Periodic oscillations in loss function

I’m training a CNN on ImageNet, and I’m seeing some odd, periodic oscillations in my loss function. The curve looks generally correct, but you can see clear oscillations as the curve flattens out. I’m capturing the loss every 100 mini batches, and since my batch size is 128 and my training set is ~100k images, this means that it takes 10 steps to go through the data. So the periodicity I see here is that the loss increases over the course of 10 steps, and then drops suddenly at the start of a new epoch and then progressively increases until the next epoch is reached.

My training code is below.
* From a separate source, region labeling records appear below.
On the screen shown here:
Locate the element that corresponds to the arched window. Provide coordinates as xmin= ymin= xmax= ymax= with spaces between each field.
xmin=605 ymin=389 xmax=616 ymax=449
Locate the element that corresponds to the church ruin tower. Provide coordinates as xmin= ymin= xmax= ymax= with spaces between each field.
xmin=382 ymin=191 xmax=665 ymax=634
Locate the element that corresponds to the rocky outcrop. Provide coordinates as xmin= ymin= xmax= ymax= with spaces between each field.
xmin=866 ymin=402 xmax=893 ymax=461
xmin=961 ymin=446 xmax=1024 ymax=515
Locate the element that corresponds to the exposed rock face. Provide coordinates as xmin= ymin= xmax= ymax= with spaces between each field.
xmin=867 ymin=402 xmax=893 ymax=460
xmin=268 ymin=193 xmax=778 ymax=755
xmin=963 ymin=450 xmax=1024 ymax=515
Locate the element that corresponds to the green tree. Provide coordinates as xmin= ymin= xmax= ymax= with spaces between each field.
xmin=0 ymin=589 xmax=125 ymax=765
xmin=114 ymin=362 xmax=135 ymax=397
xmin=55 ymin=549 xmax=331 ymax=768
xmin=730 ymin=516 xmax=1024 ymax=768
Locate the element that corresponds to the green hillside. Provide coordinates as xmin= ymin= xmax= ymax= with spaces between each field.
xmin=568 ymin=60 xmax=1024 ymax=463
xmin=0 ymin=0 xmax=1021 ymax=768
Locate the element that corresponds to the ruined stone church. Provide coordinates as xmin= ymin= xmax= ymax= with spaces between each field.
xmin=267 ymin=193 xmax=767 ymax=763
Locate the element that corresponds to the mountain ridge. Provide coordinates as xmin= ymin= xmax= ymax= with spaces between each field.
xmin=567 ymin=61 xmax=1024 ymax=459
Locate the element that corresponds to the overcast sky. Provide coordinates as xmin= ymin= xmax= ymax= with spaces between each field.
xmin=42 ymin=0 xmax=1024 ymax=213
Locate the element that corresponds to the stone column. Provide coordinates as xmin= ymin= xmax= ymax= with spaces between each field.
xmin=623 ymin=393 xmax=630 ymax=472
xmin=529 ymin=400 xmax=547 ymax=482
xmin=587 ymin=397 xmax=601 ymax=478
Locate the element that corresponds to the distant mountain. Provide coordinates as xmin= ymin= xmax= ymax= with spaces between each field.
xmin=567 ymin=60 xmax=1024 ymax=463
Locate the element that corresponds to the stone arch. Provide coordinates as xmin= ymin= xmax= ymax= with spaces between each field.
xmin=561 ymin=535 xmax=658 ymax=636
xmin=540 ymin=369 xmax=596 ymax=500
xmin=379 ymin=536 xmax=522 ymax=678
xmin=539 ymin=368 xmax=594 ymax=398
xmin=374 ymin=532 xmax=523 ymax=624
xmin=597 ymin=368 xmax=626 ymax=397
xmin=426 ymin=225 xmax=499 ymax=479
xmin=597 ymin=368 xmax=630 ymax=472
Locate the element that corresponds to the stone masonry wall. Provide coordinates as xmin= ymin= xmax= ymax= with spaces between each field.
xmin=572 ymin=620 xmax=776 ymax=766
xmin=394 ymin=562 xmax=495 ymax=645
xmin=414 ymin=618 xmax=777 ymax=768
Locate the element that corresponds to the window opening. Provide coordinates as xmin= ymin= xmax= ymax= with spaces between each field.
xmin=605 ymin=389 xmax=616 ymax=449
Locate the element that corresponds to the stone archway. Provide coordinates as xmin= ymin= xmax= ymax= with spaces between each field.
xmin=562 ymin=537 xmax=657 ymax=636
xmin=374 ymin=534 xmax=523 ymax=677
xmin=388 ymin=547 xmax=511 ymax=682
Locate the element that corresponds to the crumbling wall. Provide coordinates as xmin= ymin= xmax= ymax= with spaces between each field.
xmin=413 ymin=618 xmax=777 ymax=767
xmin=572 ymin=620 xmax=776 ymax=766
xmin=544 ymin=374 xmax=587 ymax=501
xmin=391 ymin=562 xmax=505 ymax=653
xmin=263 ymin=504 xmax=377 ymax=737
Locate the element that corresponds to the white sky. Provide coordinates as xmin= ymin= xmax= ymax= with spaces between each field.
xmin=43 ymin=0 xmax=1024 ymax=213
I’m resetting the “running_loss” to zero at the beginning of each epoch, and at the end of every set of 100 mini-batches. Does anyone have any perspective here? I don’t know whether I’m doing something wrong in the way I’m computing/collecting the loss, or if there’s something more fundamental wrong with my model.

alexnet = AlexNetPyTorch(NUM_CLASSES) # My model class
alexnet = alexnet.to(device)
loss_fn = nn.CrossEntropyLoss()
optimizer = optim.Adam(params=alexnet.parameters(), lr=3.0e-4, weight_decay=5.0e-4)

train_data = ImageDataset(train_file_list, transform=transform)        
train_data_loader = DataLoader(train_data, batch_size=128, shuffle=True, num_workers=4)

history = {}
history['loss'] = []
history['val_loss'] = []
history['accuracy'] = []
history['val_accuracy'] = []
step_increment = 100
for epoch in range(30):
    
    running_loss = 0.0 # accumulate loss over over all mini batches for a single epoch
    running_val_loss = 0.0
    
    for step, data in enumerate(train_data_loader):
        alexnet.train()
        X_train, y_train = data
        X_train = X_train.to(device)
        y_train = y_train.to(device)

        # forward + backward + optimize
        y_pred = alexnet(X_train)
        loss = loss_fn(y_pred, y_train)
        
        # zero the parameter gradients
        optimizer.zero_grad()
        
        loss.backward()
        optimizer.step()

        # print statistics
        running_loss += loss.item()
        
        if step % step_increment == step_increment-1:    # print every 100 mini-batches
        
            # Compute validation loss
            with torch.no_grad():
                alexnet.eval()

                _, preds = torch.max(y_pred,1)
                train_accuracy = torch.sum(preds == y_train).item()/len(y_train)

                X_val, y_val = validation_data
                X_val = X_val.to(device)
                y_val = y_val.to(device)
                y_pred = alexnet(X_val)
                val_loss = loss_fn(y_pred, y_val).item()

                _, preds = torch.max(y_pred,1)
                val_accuracy = torch.sum(preds == y_val).item()/len(y_val)

                history['loss'].append(np.mean(running_loss/step_increment))
                history['accuracy'].append(train_accuracy)
                history['val_accuracy'].append(val_accuracy)
                history['val_loss'].append(val_loss)

                print('[%d, %5d] loss: %.3f acc: %.3f val loss: %.3f val acc: %.3f' %
                      (epoch + 1, step+1, running_loss/step_increment, train_accuracy, val_loss, val_accuracy))
                
                running_loss = 0.0

Are you shuffling the data?
If not, this might explain these oscillations, e.g. if “harder” samples are near the end.

Yes, I am shuffling the data. My data loader is defined like so:

train_data = ImageDataset(train_file_list, transform=transform)        
train_data_loader = DataLoader(train_data, batch_size=128, shuffle=True, num_workers=4)

Any other ideas out there? I’d love a second opinion.